How to Use SQL in Databricks?

Here are a few commands that you can leverage to use SQL in Databricks in a seamless fashion:

ALTER TABLE

This command can be used to alter the properties or schema of a table. If the table is cached, then this command clears the cached data of the table and all the dependents referring to this table. The cache will then be lazily filled when the table or any of its dependents are accessed the next time. Here is the syntax for this command:

ALTER TABLE table_name
   { RENAME clause |
     ADD COLUMN clause |
     ALTER COLUMN clause |
     ADD CONSTRAINT clause |
     DROP CONSTRAINT clause |
     SET LOCATION clause |
     ADD PARTITION clause |
     DROP PARTITION clause |
     RENAME PARTITION clause |
     RECOVER PARTITIONS clause |
     SET TBLPROPERTIES clause |
     UNSET TBLPROPERTIES clause |
     SET LOCATION clause }

CREATE DATABASE

This command can be used to create a Database with the specified name. If the newly created Database shares its name with a database that already exists, then an exception is thrown. Here is the syntax to create a Database:

CREATE { DATABASE | SCHEMA } [ IF NOT EXISTS ] database_name
    [ COMMENT database_comment ]
    [ LOCATION database_directory ]
    [ WITH dbproperties ]
dbproperties
  DBPROPERTIES ( { property_name = property_value } [, ...] )

CREATE TABLE

This command can be used to define a table in an existing Database. There are three primary ways to create a table for multiple purposes:

  • CREATE TABLE LIKE: You can use this syntax to create a new table based on the definition, instead of the data of another table.
  • CREATE TABLE [USING]: You can leverage this syntax if the new table is either derived from a query, or derived from data at an existing storage location, or based on a column definition provided by you.
  • CREATE TABLE CLONE: You can leverage table cloning for Delta Lake tables to either make a complete, independent copy of a table including its data and definition at a specific version also known as a DEEP CLONE, or you can use it to make a copy of the definition of the table. This refers to the original table’s storage for the initial data for a specific version.

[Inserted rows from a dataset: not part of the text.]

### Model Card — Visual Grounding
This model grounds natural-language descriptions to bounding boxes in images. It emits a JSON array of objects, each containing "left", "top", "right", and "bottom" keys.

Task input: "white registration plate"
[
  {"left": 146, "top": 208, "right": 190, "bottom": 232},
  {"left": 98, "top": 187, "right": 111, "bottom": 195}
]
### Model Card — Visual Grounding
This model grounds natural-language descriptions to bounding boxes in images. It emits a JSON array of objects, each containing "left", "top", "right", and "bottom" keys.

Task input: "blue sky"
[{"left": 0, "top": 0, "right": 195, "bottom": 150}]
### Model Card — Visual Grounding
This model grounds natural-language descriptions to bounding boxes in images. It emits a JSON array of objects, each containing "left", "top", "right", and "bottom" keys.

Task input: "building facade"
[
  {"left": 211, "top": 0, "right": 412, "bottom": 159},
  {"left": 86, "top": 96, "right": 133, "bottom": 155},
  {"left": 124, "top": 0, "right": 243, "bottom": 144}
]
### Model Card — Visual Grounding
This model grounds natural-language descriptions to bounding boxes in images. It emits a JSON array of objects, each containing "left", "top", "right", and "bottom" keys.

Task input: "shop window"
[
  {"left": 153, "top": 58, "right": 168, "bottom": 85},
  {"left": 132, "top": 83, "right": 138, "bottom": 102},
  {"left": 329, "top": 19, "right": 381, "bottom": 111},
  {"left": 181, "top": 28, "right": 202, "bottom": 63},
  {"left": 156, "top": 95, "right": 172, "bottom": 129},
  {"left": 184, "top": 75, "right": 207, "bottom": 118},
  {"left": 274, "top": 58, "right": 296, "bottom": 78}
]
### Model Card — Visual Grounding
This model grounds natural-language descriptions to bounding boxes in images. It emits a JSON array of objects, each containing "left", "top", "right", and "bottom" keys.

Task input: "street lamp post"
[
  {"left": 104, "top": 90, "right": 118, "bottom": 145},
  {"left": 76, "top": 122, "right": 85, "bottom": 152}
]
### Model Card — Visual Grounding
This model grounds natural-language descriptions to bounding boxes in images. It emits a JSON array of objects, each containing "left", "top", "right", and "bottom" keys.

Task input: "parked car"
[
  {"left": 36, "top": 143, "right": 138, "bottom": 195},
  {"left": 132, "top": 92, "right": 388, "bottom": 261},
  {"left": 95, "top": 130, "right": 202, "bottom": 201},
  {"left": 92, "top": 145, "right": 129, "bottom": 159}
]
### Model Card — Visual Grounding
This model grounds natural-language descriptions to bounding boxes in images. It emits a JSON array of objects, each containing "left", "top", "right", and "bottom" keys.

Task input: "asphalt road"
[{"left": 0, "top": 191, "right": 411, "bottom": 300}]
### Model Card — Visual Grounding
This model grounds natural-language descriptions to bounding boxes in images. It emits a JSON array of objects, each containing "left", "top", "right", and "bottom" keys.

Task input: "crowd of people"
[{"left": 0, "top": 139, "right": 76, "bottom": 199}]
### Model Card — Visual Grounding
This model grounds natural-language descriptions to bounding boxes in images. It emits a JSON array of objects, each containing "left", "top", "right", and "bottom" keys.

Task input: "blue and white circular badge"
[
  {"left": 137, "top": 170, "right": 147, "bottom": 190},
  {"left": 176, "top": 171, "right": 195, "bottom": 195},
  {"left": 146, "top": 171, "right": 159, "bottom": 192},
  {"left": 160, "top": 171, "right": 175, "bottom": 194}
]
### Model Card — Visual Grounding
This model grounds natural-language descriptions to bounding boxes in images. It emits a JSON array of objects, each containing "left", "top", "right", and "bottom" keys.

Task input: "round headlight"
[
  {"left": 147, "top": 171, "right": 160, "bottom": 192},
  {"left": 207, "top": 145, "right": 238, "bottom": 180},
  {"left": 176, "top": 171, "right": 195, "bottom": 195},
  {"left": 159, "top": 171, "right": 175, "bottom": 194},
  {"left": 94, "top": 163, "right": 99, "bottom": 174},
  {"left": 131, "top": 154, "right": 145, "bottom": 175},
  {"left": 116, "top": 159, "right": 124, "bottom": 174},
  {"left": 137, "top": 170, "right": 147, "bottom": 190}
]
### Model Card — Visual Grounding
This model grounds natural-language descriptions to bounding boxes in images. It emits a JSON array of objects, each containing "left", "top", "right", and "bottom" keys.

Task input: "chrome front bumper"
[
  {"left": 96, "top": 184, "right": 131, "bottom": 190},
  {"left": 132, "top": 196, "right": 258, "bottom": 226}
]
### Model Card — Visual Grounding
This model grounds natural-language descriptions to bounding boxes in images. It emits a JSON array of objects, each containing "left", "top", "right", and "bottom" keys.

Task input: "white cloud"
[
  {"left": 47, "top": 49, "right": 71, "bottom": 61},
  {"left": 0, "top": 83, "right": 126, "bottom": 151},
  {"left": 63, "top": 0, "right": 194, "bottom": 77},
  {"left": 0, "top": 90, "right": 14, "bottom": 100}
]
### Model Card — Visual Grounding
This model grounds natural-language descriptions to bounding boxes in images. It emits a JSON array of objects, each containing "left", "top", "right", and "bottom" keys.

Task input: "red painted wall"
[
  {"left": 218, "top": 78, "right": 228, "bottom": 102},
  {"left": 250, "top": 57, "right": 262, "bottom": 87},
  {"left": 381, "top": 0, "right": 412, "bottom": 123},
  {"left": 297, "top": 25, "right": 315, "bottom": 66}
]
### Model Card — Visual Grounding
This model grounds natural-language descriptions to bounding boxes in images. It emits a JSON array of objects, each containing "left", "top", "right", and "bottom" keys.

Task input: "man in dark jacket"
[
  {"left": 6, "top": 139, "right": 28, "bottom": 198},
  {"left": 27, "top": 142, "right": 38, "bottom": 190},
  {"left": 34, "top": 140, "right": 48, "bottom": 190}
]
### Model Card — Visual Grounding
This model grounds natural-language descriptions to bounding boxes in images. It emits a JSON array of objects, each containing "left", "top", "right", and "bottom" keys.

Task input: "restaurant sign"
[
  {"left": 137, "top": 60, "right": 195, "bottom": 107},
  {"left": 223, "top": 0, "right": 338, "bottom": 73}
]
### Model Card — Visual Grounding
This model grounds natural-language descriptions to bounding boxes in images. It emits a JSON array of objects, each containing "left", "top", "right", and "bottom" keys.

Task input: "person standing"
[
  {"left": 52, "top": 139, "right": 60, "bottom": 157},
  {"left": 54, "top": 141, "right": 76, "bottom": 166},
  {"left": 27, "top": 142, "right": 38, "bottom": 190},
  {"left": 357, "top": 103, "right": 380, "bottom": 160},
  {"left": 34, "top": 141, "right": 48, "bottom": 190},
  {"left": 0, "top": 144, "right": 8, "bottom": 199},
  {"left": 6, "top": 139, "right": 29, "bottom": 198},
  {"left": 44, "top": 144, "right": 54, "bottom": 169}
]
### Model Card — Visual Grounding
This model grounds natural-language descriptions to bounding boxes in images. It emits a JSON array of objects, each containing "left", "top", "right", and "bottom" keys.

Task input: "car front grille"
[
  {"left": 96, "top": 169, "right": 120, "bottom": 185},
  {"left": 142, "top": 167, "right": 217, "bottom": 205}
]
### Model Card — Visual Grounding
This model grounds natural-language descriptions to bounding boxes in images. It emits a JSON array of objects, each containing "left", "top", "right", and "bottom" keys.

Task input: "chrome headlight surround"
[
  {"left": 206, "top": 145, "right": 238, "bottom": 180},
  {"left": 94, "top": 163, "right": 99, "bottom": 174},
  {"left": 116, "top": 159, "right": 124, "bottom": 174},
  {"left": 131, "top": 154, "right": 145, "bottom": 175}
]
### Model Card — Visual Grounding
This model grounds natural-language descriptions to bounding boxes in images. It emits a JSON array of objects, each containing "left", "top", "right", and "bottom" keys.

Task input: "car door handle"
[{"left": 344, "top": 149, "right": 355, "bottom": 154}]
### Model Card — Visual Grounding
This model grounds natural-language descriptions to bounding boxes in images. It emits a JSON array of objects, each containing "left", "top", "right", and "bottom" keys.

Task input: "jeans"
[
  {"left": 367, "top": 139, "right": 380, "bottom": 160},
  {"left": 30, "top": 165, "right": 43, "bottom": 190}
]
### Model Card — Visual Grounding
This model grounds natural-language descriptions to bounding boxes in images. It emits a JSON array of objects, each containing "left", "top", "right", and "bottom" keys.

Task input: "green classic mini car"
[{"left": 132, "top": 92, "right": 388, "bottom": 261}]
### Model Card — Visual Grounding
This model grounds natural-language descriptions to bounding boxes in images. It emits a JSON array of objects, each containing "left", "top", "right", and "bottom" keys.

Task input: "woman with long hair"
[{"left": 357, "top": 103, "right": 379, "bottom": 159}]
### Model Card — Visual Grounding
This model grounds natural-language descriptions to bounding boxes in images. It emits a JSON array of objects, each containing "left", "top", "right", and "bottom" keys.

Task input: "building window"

Here is the syntax for the CREATE TABLE LIKE command:

CREATE TABLE [ IF NOT EXISTS ] table_name LIKE source_table_name [table_clauses]
table_clauses
   { USING data_source |
     LOCATION path |
     TBLPROPERTIES ( property_key [ = ] property_val [, ...] ) } [...]
property_key
  { identifier [. ...] | string_literal }

CREATE VIEW

With this command, you can construct a Virtual Table that has no physical data based on the result-set of a SQL query. This is unlike DROP VIEW and ALTER VIEW that can only change metadata.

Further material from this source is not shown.